A former hairdresser I know went away for a weekend every year with her business partner to plan the next year. She credits that with successfully implanting their plan of profitably and predictably selling their business after 20 years. I highly recommend putting that time on your calendar and treating it as sacred.
Make sure to get your mission and vision clear
This will ensure that as you face the need to pivot, you have guideposts that will help to make choices in alignment with your values. A friend of mine was running a very successful company that conducted exit interviews with restaurant employees. After COVID, she successfully branched out and started offering the same services to other industries, helping her weather the decrease in her restaurant clientele.
Using your core strengths can make decisions more logical and easier to enact.
Make a commitment to read, listen to or watch something that broadens your perspective
The opportunity for learning has never been better. The trick is setting aside the time to take advantage of the options. It can make all the difference between seeing the change before it’s too late or getting caught off guard.
Make time to find and speak with others who can introduce you to new ideas
Speaking with other people can offer spontaneous ideas and connections you might miss otherwise. The give and take of conversation offer a door to opportunities and insights. who might have information you want or need, have a business you admire, or have set a great example you’d like to follow.
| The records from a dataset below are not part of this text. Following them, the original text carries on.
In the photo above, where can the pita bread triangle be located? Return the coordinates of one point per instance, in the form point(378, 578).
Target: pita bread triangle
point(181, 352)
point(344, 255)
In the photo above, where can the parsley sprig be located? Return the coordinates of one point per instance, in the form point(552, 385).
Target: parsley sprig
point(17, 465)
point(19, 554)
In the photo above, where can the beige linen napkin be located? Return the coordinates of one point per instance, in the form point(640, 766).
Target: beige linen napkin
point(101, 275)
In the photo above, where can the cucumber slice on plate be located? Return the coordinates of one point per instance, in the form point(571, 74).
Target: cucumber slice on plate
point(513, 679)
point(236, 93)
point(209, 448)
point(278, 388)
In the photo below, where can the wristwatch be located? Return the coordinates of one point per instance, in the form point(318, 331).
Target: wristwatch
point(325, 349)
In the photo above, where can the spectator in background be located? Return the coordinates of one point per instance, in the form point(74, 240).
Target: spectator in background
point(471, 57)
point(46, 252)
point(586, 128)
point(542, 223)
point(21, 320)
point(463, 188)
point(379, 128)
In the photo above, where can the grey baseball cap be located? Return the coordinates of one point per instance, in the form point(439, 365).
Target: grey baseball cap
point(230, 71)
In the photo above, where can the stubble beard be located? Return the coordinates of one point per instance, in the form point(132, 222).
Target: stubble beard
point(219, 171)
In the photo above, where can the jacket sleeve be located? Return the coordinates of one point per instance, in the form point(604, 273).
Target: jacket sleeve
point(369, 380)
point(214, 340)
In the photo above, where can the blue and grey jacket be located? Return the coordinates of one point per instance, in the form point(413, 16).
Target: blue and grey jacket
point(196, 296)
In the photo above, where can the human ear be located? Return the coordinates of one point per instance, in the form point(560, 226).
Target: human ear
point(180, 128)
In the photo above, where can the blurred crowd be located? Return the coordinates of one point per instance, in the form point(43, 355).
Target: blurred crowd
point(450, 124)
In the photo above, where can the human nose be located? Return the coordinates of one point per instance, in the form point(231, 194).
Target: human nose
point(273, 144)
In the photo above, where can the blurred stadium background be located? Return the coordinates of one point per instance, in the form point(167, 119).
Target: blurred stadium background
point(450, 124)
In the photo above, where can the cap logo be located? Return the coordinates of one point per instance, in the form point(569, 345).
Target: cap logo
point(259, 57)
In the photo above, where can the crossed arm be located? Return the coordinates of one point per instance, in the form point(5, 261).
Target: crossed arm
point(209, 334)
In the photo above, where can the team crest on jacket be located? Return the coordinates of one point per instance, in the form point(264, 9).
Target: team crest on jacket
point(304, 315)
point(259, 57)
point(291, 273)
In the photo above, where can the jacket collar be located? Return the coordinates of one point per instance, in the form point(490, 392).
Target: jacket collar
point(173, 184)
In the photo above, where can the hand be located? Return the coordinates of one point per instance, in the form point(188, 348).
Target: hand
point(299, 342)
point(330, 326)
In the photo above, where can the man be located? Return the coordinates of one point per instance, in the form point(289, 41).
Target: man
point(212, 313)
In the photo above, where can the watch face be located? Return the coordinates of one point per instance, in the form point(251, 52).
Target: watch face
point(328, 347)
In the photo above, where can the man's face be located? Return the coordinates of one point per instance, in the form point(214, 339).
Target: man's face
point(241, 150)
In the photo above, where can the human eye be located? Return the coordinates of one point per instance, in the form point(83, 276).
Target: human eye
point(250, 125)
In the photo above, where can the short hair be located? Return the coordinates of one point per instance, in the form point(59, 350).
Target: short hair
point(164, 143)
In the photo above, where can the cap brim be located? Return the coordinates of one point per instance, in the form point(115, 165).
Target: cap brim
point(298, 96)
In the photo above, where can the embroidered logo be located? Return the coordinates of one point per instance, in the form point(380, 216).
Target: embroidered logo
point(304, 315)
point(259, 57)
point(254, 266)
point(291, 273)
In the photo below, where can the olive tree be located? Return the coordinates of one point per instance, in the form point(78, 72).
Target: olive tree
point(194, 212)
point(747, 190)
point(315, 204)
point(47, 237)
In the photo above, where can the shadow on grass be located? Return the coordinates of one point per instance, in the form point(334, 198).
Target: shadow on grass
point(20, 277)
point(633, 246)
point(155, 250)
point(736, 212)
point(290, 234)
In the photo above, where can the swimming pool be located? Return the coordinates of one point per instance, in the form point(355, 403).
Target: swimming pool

Be willing to take a risk in a new direction
In my example, I have given you the victories but along the way there were a few risks that did not pan out. The trick is to pay attention and to make modifications as needed. For example, one of the video stores we opened along the way grossed significantly less money than all of the other stores, so we closed it within a year rather than dragging it out. We absorbed the inventory and staff as much as possible, learned a lesson about psychographics and moved on without regret.
Anyone can become a more effective strategic leader by paying attention to these elements and tools. Today more than ever, this is an essential element of success or failure. It starts with awareness and the commitment to implement some of these concepts.